Minister of Youth and Culture, Hon. Lisa Hanna, is urging young people to recognise and seize business opportunities to turn their dreams into reality.
She was addressing the closing ceremony for the Creativity for Employment and Business Opportunity (CEBO) Youth Training workshop, developed by the CARICOM Secretariat, held on October 8 at the Ministry's New Kingston office.
She said that the Ministry can provide the necessary skills that young people can use to develop their talent but they must have the confidence to recognise what is possible.
"I don't buy the notion that nothing 'naaa gwaan', or 'is just so the system set'. There is nothing easy about achieving success. It takes work. It takes beating down the odds… You have to seize opportunities when they come," the Minister stated.
"There is no amount of legislation, there is no amount of money, there is no amount of nice clothes or a good address that will put you in a position if you don't have that drive and that ambition to want to get there. We can’t give that to you. You have to want it for yourselves," she added.
Approximately 25 young people benefitted from the five-day workshop aimed at equipping them with values and attitudes as well as entrepreneurial skills to create and manage successful businesses.
During the workshop, the young people were divided into groups and given small loans equivalent of US$25 each to start a simulated business. They were taught how to make a business plan and certain key concepts to operate a successful venture. They were also mentored by successful business persons such as the owner of Patwa Apparel, Heneka Watkis-Porter, and Treacha McCalla, winner of the Nationwide Scotia Bank Entrepreneurship Challenge.
In every case, the youngsters were able to repay the loan and make a profit, in some instances in excess of 100 per cent.
The businesses included a bakery, a graphics company, a cosmetology and an entertainment company, with names such as: Grafixpro Ltd., Pink Panther Bakery, AD Limited, and Extra Entertainment.
Minister Hanna encouraged them to take their innovative ideas and business initiatives to the next level.

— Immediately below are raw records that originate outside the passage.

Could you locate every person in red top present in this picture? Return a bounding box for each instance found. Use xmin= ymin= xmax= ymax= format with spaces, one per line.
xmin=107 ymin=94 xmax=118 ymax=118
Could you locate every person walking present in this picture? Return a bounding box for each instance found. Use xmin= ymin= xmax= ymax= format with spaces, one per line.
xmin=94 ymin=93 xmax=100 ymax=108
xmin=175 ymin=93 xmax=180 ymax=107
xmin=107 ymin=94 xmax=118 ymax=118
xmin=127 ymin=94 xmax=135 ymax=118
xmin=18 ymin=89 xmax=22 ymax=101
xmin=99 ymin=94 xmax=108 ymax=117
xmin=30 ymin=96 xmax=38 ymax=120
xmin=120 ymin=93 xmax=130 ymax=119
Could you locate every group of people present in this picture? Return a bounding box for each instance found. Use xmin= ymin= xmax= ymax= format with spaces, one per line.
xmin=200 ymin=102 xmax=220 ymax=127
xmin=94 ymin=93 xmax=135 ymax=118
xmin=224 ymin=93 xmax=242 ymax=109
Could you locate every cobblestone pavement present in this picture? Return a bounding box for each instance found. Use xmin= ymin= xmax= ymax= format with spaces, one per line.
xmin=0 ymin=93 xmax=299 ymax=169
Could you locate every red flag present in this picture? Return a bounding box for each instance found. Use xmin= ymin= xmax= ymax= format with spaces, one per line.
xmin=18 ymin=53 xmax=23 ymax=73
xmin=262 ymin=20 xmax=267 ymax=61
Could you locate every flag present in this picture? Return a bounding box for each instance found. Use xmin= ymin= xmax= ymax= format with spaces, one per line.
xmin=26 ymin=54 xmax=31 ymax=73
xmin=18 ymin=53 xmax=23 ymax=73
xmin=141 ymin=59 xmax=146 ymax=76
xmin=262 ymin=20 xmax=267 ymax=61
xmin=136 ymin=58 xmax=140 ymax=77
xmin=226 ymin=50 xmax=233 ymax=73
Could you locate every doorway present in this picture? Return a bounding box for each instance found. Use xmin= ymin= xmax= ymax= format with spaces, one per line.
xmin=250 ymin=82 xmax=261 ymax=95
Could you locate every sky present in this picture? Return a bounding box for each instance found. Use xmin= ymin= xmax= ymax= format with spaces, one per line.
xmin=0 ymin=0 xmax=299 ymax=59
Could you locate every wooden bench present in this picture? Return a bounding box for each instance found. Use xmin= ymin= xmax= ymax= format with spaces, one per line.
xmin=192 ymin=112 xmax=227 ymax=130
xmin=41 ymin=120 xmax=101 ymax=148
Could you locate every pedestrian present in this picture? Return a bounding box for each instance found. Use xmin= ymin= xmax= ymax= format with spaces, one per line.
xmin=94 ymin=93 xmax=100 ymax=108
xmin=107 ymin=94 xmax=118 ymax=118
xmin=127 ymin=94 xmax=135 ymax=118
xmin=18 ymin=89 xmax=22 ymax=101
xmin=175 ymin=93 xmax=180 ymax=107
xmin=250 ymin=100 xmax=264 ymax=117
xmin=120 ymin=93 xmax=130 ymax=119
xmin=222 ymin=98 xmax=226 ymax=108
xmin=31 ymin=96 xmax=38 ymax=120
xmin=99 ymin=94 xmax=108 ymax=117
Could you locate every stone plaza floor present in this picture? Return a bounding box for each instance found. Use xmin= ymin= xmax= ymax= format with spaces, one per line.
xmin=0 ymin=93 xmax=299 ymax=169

Deputy Programme Manager, CARICOM Secretariat, Dr. Heather Johnson, described the CEBO workshop as something new and innovative. She noted that the Jamaican experience, which was the first of a pilot project, had surpassed expectations.
"Jamaica is the first… I had no doubts. I knew Jamaica was going to be good, because I know Jamaicans and I know Jamaican young people, and I had no doubts and I have not been disappointed," she said.
She noted that by the end of the five days, there was a marked difference in the young people, which was manifested in increased confidence and their use of business terminology.
CEBO is part of a regional programme, which is targeted at young people 15 to 29 years old. Jamaica is the first country to benefit under the initiative, which will also be implemented in Dominica, the Bahamas, St Kitts and Nevis, and Belize.
CEBO was developed after research conducted by the CARICOM Commission on Youth Development in 2010, revealed that the major concerns facing young people across the region were crime and violence. Out of the report, the CARICOM Heads of Government identified youth entrepreneurship development as a regional priority for countering high unemployment levels, and reducing crime and violence and drug abuse among young people.
The local training programme was conducted with support from the National Centre for Youth Development (NCYD), Ministry of Youth and Culture, Institute of Law and Economics, and the Eastern Peace Centre of the Dispute Resolution Foundation.